Studio album by Altered Images
- Released: September 1981
- Studio: Rockfield (Wales); Genetic Sound (Berkshire);
- Genre: New wave; pop; post-punk;
- Length: 38:35
- Label: Epic; Portrait;
- Producer: Steven Severin; Martin Rushent;

Altered Images chronology
|  | Happy Birthday (1981) | Pinky Blue (1982) |

= Happy Birthday (Altered Images album) =

Happy Birthday is the debut studio album by Scottish new wave band Altered Images, released in 1981. It was chiefly produced by Steven Severin and recorded at Rockfield Studios, with the exception of the title track, which was produced by Martin Rushent and recorded at Genetic Sound. "Happy Birthday" became the band's biggest hit, peaking at number two on the UK Singles Chart in October 1981.

Happy Birthday reached number 26 on the UK Albums Chart and was certified silver by the British Phonographic Industry for sales in excess of 60,000 copies.

Professional ratings
Review scores
| Source | Rating |
| AllMusic | Star Half star |
| Classic Pop | Star |
| Q | Star |
| Record Mirror | Star |
| Smash Hits | 6/10 |
| Uncut | Star |

==Release==
Happy Birthday was released on LP and cassette in 1981 by Epic Records in the United Kingdom and Portrait Records in the United States. The US edition of the album features a re-recording, produced by Martin Rushent, of the track "Insects", in place of the original Steven Severin-produced version included on the UK edition.

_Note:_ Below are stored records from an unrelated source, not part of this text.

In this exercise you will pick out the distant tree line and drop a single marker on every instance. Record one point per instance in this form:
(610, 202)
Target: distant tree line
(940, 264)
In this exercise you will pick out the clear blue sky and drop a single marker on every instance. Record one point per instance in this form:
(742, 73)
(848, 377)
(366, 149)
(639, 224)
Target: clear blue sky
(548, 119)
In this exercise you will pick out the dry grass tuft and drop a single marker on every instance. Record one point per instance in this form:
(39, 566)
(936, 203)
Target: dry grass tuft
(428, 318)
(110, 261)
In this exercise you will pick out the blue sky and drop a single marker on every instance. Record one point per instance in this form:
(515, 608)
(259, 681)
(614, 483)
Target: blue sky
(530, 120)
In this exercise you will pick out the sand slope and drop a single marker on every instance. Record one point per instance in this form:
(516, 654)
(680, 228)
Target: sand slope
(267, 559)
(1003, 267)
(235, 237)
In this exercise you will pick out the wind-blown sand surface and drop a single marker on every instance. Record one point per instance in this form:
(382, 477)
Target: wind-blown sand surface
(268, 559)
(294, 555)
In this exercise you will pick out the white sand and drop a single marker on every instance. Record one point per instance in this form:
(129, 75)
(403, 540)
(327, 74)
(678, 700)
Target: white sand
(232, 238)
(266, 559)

Happy Birthday was reissued on CD several times in the 1990s. In 2004, Edsel Records issued an expanded edition of Happy Birthday, entitled Happy Birthday... Plus, on CD, which contained the original album along with six bonus tracks, including the band's first single "Dead Pop Stars" (which had peaked at number 67 in the UK earlier in 1981, but was not included on the original album). The album was reissued again in December 2016 as a 180-gram black vinyl LP, with a bonus 7" on red vinyl. It was then reissued in April 2017 as a double LP set for Record Store Day on 180-gram black vinyl, containing additional period material not included on the previous bonus 7".

==Track listing==
All tracks are written by Altered Images, except where noted.

Side one
1. "Intro: Happy Birthday" – 0:44
2. "Love and Kisses" – 2:18
3. "Real Toys" – 3:23
4. "Idols" – 2:27
5. "Legionaire" – 3:30
6. "Faithless" – 3:49
7. "Beckoning Strings" – 3:05

Side two
1. "Happy Birthday" – 3:00
2. "Midnight" – 3:39
3. "A Days Wait" – 4:20
4. "Leave Me Alone" – 4:08
5. "Insects" – 3:28
6. "Outro: Happy Birthday" – 0:44

Happy Birthday... Plus bonus tracks
1. - "Dead Pop Stars" – 3:17
2. "Sentimental" – 3:24
3. "Who Cares?" – 3:00
4. "Happy Birthday" (dance mix) – 7:03
5. "So We Go Whispering" – 3:47
6. "Jeepster" (Marc Bolan) – 2:29

2016 reissue bonus 7"
1. "Dead Pop Stars"
2. "Sentimental"

2017 Record Store Day reissue bonus LP

Side one
1. "Happy Birthday" (dance mix)
2. "Jeepster" (Bolan)

Side two
1. "Leave Me Alone" (original cassette single version)
2. "Who Cares"
3. "So We Go Whispering"
4. "Real Toys" (flexi version)
5. "Happy New Year"

==Personnel==
Credits are adapted from the album's liner notes.

Altered Images
- Clare Grogan – vocals
- Michael "Tich" Anderson – drums
- Tony McDaid – guitar
- Johnny McElhone – bass
- Jim McKinven – guitar

Additional musicians
- Gerard "Caesar" McNulty – guitar on "A Days Wait"

Production
- Steven Severin – production
- Ted Sharp – engineering
- Martin Rushent – production and engineering on "Happy Birthday" (and "Insects" on US edition)

Design
- David Band – art direction
- Simon Fowler – inner sleeve photography
- Terry Lott – inner sleeve photography
- Chris Webster – cover photography

The liner notes contain the following dedication: "Thanks to Janet and the Ice Bergs, John Peel and Ginge with special thanks to Ceaser, Bobby, Kathleen and a very special hug for cheesy agency Ian Wilson at Wasted Talent".